«Señor Bermellón, ¿sabe qué es eso de Escapar del Espíritu Sangriento?», preguntó Jaime sorprendido.
«Sé un poco de eso», asintió el Señor Demonio Bermellón, con expresión seria. «Este Escape del Espíritu de Sangre no hace a uno invisible; simplemente transforma el cuerpo en incontables gotitas diminutas de sangre. Estas gotitas se esparcen por todas partes, por eso puedes sentir su presencia por todas partes. Sin embargo, no domina completamente la técnica. Puede dividir su forma física, pero su espíritu permanece intacto».
Después de escuchar las palabras del Señor Demonio Bermellón, Jaime tuvo una revelación. Por primera vez se enfrentaba a esa técnica específica, lo cual explicaba la situación.

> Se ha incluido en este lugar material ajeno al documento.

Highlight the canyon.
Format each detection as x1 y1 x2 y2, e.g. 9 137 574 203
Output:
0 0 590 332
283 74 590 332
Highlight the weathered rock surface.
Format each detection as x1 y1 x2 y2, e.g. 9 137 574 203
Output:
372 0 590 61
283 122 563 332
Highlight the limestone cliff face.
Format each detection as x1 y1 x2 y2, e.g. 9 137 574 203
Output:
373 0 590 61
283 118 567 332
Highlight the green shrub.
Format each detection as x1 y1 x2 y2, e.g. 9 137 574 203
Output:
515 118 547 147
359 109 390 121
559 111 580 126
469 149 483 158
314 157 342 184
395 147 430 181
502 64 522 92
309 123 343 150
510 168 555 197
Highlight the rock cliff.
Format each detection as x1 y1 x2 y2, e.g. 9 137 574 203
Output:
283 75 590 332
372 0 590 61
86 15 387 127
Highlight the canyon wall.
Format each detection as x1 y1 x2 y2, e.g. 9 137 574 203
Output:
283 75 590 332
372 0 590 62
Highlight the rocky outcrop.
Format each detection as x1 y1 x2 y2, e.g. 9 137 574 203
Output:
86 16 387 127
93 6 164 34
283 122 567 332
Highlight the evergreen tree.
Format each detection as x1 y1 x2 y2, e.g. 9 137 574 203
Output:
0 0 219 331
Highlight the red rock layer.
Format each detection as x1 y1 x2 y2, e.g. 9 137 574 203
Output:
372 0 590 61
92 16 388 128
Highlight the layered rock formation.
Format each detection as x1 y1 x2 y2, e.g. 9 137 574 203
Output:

De repente, una luz roja apareció en la frente de Jaime y un tercer ojo emergió inesperadamente. En su campo de visión, toda la Secta de los Huesos Sangrientos se transformó en una vasta nebulosa gris. Jaime había activado el Ojo de Gehena, haciendo imposible que el alma divina de Liuvero permaneciera oculta.
En ese momento, Jaime observó innumerables gotitas de sangre suspendidas en el aire. El espíritu de Liuvero se había ocultado hábilmente en lo alto de una montaña de huesos cercana, un lugar que Jaime no había considerado anteriormente.
Engañado y distraído por la abrumadora presencia de Liuvero a su alrededor, Jaime se dio cuenta de que, si hubiera expandido su conciencia y buscado con mayor meticulosidad, habría detectado el escondite de Liuvero. En cambio, se encontró momentáneamente desconcertado, como si Liuvero le hubiera jugado una mala pasada.
Sin embargo, la confianza de Liuvero vaciló cuando notó algo extraño: de repente había aparecido un tercer ojo en la frente de Jaime.
Sin embargo, no tenía ni idea de lo que era el Ojo de Gehena.
Tuvo la sensación de que su escondite había sido descubierto, lo que le provocó cierta inquietud.
Antes de que Liuvero pudiera comprender la situación, de repente, una oleada de energía de espada se abalanzó sobre él.
¡Bum!
Toda la Montaña de Hueso explotó en un instante, y Liuvero fue lanzado por la fuerza de la energía de la espada.
En el momento de salir volando, innumerables gotas de sangre a su alrededor empezaron a congelarse.
En cuestión de segundos, Liuvero se transformó, y su espíritu volvió rápidamente a su forma física. Sin su forma física, su fuerza se vería considerablemente reducida. En ese estado, Liuvero tendría incluso menos capacidad para enfrentarse a Jaime.
—¿Qué clase de hechizo has usado para descubrir realmente mi presencia? —preguntó Liuvero, mirando fijamente a Jaime con incredulidad.
La aparición del tercer ojo en la frente de Jaime emitía un aura cautivadora.